Let's say you committed a crime. Maybe it involved a fraud related to "antioxidant-rich whole food puree," or maybe it involved apocryphal gold bars supposedly buried by the Japanese during World War II, or maybe it involved both -- we're just spit-balling here. The government has you dead-to-rights, more or less, so you're going to plead guilty. They make you this offer: if you plead guilty (thereby relieving the government of its need to do more work on your bizarre case), they will agree to recommend to the court that you should receive a three-year sentence. If you hold up your end of the bargain and plead guilty, you would have reason to believe that the government would, in fact, make a good-faith effort to recommend a three-year sentence, right?

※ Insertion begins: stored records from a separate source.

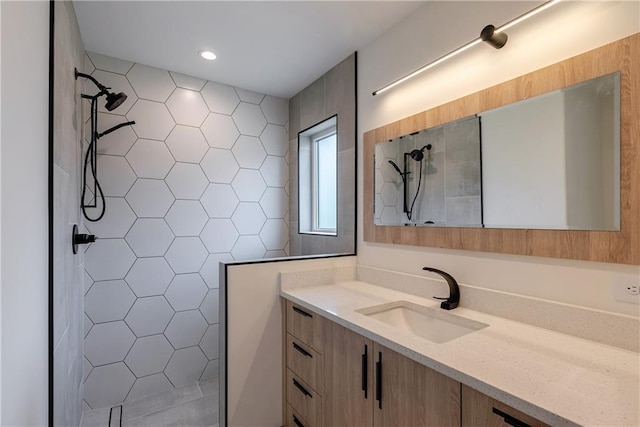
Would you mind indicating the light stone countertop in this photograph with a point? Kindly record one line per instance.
(556, 378)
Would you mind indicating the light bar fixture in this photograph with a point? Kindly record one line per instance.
(493, 36)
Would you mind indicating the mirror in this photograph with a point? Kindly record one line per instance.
(613, 239)
(551, 161)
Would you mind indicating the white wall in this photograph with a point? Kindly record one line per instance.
(556, 34)
(24, 135)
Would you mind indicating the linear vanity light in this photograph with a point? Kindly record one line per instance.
(490, 34)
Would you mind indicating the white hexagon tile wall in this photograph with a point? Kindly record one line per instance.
(200, 178)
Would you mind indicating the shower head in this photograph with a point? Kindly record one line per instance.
(114, 100)
(395, 166)
(418, 155)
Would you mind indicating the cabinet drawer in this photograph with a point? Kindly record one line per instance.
(305, 325)
(303, 399)
(294, 419)
(304, 361)
(478, 409)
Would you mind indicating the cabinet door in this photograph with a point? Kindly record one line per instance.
(348, 377)
(410, 394)
(478, 409)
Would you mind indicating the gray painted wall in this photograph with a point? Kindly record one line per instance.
(24, 288)
(68, 269)
(333, 93)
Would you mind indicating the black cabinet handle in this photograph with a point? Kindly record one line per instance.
(512, 421)
(379, 380)
(302, 312)
(302, 389)
(302, 350)
(297, 422)
(365, 359)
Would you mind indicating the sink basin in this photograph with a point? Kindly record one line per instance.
(433, 324)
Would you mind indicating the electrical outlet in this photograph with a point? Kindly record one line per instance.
(626, 288)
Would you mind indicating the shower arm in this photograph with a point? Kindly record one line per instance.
(115, 128)
(103, 88)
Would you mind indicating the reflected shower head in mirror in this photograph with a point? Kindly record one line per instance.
(418, 155)
(395, 166)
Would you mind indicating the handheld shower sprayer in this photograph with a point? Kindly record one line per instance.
(113, 101)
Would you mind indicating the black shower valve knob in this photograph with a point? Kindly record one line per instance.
(80, 239)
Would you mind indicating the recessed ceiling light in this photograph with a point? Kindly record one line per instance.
(208, 55)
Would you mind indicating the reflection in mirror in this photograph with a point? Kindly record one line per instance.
(551, 162)
(430, 177)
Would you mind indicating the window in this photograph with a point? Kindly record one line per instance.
(317, 178)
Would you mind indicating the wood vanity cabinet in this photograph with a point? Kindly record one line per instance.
(410, 394)
(348, 377)
(303, 370)
(336, 377)
(480, 410)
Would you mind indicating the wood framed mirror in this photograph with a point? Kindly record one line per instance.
(615, 246)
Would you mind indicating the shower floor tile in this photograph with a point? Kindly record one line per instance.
(193, 405)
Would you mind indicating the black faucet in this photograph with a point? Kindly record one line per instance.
(454, 290)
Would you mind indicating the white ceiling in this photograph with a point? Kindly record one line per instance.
(272, 47)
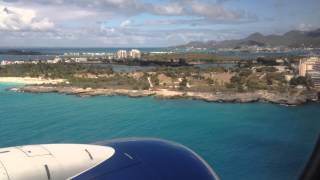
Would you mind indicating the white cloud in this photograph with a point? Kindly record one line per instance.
(169, 9)
(214, 11)
(21, 19)
(125, 23)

No. You would not. At least that's the Sixth Circuit's conclusion in the Reed opinion, published today. Rather than uphold the deal it had entered into, the government in this case told the district court how much of a liar Mr. Reed was and how many people he had injured. At the end of the sentencing hearing, just before the court was about to pronounce its sentence, the court stated that "the government has agreed pursuant to the plea agreement to recommend a three-year term of custody." Mr. Reed objected to the obvious: the government never actually had recommended a three-year term of custody. On cue, the government stated that it "recommended a three-year sentence," and Mr. Reed objected that this was too late. The district court rejected Mr. Reed's argument, stating that the prosecutor (who had just demonstrably failed to uphold his end of the bargain) was "unimpeachable"  and noting that the plea agreement itself constituted a recommendation. You heard that right: an agreement to do something actually means you did that thing. The court sentenced Mr. Reed to seven years' custody. Seven years, which is more than three.

In a published opinion, the Sixth Circuit denied relief. Thankfully, it rejected the district court's reasoning that an agreement to pay $10,000 for a car is the same thing as actually paying $10,000 for a car, noting that "[t]his might be a different story if the government had failed to make any recommendation outside the plea agreement itself." The opinion concludes that "[t]he prosecutor was obligated to fulfill his promise -- which he eventually did." The opinion further notes that "[t]he government never advocated for a sentence over three years," so Mr. Reed can take some consolation in that for the next seven years.

I will say what the Sixth Circuit did not say here: regardless of whether Mr. Reed's sentence should be upheld, the prosecutor should not have done this. The prosecutor's promise was as false as the Japanese gold bars from World War II, and prosecutors should be held to a higher standard than fraudsters.